As I understand it, the UK is not satisfied with the terms that it has with the EU and plans to either improve those terms or else back out of membership. This may be a good idea or it may be a bad idea, I have no opinion about that. But it is an understandable position. To me, the Greek approach was like this: I go into the Honda dealer, point to the car I want, tell the dealer that I have polled my family and they are in full agreement that the seller should give me a better deal than he is offering. I make it clear that I intend to buy the car whether or not he lowers the price, but I really would like it if he did and all my family agree so of course he should do that.

I don't think that this would work.

The possibility of a Greek exit was always on the table or at least not far from the table.. Here is what I think would have been best: The Greek negotiating team make it clear that whatever agreement is reached would be, after and not before it was reached, submitted for referendum The Greek people would decide whether to accept the negotiated terms or to leave the EU. I have no idea where that would have led, but I would see it as far more of a reasonable approach.

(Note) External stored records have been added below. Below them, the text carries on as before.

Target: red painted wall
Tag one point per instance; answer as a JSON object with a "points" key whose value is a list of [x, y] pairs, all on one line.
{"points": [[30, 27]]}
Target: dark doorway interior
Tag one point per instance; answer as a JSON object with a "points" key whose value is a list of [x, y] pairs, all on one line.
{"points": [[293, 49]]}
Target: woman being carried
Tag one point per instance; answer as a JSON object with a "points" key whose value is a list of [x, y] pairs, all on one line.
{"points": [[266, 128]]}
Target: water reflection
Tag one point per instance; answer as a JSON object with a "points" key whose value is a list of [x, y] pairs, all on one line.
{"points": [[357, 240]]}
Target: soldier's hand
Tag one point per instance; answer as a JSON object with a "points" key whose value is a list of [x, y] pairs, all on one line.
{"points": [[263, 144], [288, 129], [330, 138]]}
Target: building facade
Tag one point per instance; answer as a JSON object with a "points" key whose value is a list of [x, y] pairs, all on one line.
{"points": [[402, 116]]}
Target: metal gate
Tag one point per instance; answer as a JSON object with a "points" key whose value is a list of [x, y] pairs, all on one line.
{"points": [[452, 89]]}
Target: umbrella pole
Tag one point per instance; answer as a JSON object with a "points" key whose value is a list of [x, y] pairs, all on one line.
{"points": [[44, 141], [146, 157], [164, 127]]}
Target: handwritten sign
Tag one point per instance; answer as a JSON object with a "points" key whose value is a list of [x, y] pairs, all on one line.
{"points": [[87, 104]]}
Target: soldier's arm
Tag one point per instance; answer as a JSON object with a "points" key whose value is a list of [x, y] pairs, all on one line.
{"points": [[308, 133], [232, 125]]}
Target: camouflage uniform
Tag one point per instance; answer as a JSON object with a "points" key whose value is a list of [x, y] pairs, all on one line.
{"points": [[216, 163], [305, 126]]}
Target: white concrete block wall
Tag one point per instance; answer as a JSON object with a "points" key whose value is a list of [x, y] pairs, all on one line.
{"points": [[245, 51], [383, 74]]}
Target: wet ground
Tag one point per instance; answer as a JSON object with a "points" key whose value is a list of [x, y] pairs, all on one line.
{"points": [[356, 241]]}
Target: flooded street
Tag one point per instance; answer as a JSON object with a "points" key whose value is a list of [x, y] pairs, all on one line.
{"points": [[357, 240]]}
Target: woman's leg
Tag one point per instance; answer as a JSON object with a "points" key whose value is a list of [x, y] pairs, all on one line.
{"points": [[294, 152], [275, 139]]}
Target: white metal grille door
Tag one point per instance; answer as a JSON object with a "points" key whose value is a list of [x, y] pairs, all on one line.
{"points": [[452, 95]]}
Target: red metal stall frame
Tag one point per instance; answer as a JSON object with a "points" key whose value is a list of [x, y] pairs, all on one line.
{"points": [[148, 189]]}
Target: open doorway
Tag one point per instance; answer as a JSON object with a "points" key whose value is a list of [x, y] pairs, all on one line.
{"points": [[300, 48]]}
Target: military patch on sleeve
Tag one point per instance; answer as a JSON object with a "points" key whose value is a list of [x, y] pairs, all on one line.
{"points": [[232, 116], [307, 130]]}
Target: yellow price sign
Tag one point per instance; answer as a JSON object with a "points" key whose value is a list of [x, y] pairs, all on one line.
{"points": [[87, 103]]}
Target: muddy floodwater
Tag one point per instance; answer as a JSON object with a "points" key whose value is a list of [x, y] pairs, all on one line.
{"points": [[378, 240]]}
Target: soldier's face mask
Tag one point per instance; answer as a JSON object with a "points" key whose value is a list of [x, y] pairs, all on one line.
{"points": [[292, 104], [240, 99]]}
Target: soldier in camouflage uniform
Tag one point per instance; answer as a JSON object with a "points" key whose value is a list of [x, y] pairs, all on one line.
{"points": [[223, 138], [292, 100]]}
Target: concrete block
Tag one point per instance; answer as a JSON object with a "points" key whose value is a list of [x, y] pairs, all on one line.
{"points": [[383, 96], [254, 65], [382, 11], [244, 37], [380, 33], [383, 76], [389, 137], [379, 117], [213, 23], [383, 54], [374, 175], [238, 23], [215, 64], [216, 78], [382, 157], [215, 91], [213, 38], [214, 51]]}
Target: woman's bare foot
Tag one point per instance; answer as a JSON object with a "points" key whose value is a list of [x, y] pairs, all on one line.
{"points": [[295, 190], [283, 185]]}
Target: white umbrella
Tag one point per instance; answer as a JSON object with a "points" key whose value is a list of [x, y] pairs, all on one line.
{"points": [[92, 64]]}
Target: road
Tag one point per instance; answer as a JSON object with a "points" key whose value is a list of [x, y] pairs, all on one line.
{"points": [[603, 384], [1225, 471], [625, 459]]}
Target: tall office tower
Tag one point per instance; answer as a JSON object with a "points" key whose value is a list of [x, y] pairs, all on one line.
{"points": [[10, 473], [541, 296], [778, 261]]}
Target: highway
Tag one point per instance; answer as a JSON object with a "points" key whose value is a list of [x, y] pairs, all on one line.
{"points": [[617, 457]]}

Krugman, in the same quote you had up and I copied, views a Greek exit as a plausible course. He was clear about that, and so were others.

So they could have negotiated the best deal possible and then submitted it to the nation to approve or reject, where reject meant an exit. That makes sense to me. Having a referendum about whether or not they would like a better deal, with no realistic plan for what happens if they are not offered a better deal, sounds like a mistake and I think it was. They wasted precious time, with the Greek economy in a tailspin while waiting for a meaningless vote.



I am not any sort of expert in international negotiations but I came away with the conclusion that neither is Tsipras, nor any of his group. Not even close.